The proposed merger between retail giants Sainsburys and Asda could threaten jobs in the supply chain.
Up to 2,500 jobs could be at risk, according to think-tank New Economics Foundation.
Merger saving money
The idea behind the merger is to partner up two supermarkets and create a shopping choice which is better for all customers. Sainsburys say that they can reduce the price of everyday items by up to 10% when their supply chain is condensed, and they also say that they won’t be prepared to shut any stores. That means that there will be a large number of retail food jobs which are kept safe, so long as the Competition and Markets Authority does not consider the large amount of stores to represent a significant monopoly risk.
Once put together, the two retailers will have a combined store figure of 2,800 sites, and they will also represent annual sales of £51 billion according to 2017’s statistics. Needless to say, this is a big move, and will represent a huge change in the retail marketplace.
However, not everyone sees the idea in a positive light. Alfie Stirling is the head of economics at the New Economics Foundation, or NEF. He said, “If the proposed merger between Sainsbury’s and Asda is allowed to proceed, we are likely to see a classic case of monopoly-like power in a market where things are already heavily stacked towards the ‘big guys’. This is part of a broader picture, where time and again UK capitalism shows itself to be geared against small business in a way rarely seen in the rest of western Europe. Small and medium-sized firms make up more than 99% of all UK companies, 60% of employment and nearly half of turnover, yet they are repeatedly required to play second fiddle.”
Job risk for supply chain
There is also huge concern about what may happen to supply chain jobs. The NEF review suggests that passing on the 10% price cut to core suppliers as well as merging the needs of the two retailers may lead to between a 5 to 10% cut in output. This would mean a loss of between 1,200 and 2,500 jobs.
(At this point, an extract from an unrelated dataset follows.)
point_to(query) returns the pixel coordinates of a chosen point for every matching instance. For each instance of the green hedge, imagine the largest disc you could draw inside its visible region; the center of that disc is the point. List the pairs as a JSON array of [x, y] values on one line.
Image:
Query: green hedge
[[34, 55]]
A statement from the report reads, “The total job losses related to a cut in prices for supermarket suppliers could be higher in reality, as these estimates do not cover the total supply chain, or the further impact of lost demand in local economies from reduced spending by companies, employees and their families, which could lead to further business closures and job losses outside of supermarket supply chains.”
A spokesperson from Sainsbury’s made it clear that the company does not agree with the report’s findings. They said: “We strongly refute the NEF’s methodology and conclusions. A more resilient business, with lower prices and increased sales will result in higher volumes for suppliers. The proposed combination would create opportunities for suppliers, as well as for customers, colleagues and shareholders.”
An Asda spokesperson added: “If it’s good for customers, volumes grow, which is good for suppliers, with whom we have established long-term relationships. On that basis, this is an opportunity to grow together.”
However, the NEF is not the only body to have expressed concerns about the merger. If it does go ahead, there will need to be in-depth examination of all possible outcomes from the government’s investigative bodies, which is a process that will surely take time. We are not likely to see a sudden resolution of the problem, or an announcement that the merger is definitely going ahead, in the near future.